Fifty-eight years after receiving that
book, those words still capture my attention and invite me to read on. I want to know this God who can call into
being both heaven and earth. I want to
know the places God created and creates.
I want to observe all that God has created. In observing the created, I learn of the
Creator. I am not widely traveled; but
I’ve seen a lot of God’s creation. I’ve
watch little green shoots push from the ground behind my house and burst alive
with beautiful yellow and orange flowers.
I’ve watched the squirrels run and climb through the trees. I’ve seen the fire-red sunset and the dawning
of a new day. I’ve stood atop a mountain
and stared out across a sea whose end I could only imagine. And, in it all, I saw God.
“In the beginning . . . the Spirit of
God moved . . . .” The Spirit of God
moves in nature.
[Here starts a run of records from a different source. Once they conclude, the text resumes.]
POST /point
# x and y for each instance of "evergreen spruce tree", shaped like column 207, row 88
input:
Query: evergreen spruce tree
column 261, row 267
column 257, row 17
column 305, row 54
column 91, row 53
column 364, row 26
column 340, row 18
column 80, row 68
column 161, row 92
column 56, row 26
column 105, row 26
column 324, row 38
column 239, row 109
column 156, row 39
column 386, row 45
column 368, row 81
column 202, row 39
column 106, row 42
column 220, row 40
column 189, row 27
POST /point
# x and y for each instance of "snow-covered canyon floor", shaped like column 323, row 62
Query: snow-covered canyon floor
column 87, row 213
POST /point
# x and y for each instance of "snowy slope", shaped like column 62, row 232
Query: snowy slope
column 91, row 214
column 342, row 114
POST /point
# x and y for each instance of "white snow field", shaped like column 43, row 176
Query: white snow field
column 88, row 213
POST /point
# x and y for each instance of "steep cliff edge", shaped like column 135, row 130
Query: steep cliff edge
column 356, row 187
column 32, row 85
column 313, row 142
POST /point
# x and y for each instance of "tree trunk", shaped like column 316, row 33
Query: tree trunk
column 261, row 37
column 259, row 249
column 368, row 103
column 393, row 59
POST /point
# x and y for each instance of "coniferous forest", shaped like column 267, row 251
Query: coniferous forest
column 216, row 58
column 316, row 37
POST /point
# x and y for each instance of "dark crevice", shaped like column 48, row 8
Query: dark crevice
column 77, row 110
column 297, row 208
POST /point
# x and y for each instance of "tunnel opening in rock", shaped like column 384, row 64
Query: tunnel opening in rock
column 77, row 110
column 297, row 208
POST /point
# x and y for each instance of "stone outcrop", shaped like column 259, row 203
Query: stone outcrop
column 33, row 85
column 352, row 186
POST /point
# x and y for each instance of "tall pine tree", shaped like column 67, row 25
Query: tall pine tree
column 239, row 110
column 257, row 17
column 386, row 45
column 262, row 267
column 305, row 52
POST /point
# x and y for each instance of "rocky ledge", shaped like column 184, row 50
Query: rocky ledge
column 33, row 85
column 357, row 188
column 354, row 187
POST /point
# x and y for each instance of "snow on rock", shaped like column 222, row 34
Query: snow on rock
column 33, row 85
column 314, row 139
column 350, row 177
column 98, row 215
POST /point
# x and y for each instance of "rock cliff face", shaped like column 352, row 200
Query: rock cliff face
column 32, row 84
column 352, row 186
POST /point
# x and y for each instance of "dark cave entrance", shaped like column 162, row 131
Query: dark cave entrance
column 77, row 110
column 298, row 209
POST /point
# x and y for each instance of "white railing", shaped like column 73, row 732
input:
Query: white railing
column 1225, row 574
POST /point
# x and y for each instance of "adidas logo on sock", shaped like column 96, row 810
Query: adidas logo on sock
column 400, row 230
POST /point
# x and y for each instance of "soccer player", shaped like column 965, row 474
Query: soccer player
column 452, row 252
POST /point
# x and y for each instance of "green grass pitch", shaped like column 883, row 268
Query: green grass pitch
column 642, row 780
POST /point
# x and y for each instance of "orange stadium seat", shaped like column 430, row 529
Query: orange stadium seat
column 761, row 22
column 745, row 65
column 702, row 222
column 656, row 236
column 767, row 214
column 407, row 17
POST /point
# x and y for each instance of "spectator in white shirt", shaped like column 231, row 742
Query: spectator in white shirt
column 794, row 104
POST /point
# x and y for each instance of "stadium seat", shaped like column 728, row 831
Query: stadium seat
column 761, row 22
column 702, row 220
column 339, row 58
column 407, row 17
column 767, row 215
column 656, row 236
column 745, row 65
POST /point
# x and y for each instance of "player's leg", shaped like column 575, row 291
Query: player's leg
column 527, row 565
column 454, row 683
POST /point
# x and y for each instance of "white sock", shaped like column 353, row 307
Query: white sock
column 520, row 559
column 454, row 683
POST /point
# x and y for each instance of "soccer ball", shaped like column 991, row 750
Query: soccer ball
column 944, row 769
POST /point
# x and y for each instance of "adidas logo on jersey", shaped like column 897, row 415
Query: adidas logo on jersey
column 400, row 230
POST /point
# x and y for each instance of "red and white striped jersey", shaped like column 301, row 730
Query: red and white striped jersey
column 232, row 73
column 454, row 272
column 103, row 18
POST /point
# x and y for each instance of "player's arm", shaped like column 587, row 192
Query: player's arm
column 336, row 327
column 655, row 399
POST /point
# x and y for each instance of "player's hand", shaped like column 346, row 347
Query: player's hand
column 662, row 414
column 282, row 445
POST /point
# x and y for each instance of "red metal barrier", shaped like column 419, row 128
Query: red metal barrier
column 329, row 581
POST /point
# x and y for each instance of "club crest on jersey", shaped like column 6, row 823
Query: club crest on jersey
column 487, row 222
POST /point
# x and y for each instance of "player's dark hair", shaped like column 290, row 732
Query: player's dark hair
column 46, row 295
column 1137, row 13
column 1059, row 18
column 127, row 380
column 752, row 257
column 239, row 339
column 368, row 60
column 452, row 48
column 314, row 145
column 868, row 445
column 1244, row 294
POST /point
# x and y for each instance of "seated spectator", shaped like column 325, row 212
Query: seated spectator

The Spirit of God also
moves on and through the printed page.
I’m as awed by the existence of the Bible as I am by nature. Over a span of thousands of years, the Bible
came to be. From accounts and stories
first passed along from mouth to ear and ear to mouth and mouth to ear, the
printed Bible finally emerged. Sixty-six
books (for our Protestant Bible) all touched by myriad hands before they were
finally bound together as the Word of God.
Those opening words invite me to read on.
I don’t claim to know God. I claim to know of him. I see God’s handiwork
all around me—in nature; in small room where five guys gather to study the
Bible, to share, and to pray; in the lives of young people transformed by a
week in Haiti. All of these things and
more move me to believe in God and to want to know more of God, but they are
not enough.
It is in the pages of the Bible that I
learn the most important lessons about this God who creates. From the Bible I learn that I’m part of that
Creation, and that God, like a good gardener, never stops loving me and caring
for me.
We can learn of God from nature; but
without the written Word, we will not know God.
Look around you at the work of the Creator and be awed. Read those opening lines of The Book and
begin the discovery of what it means for God to be the Creator.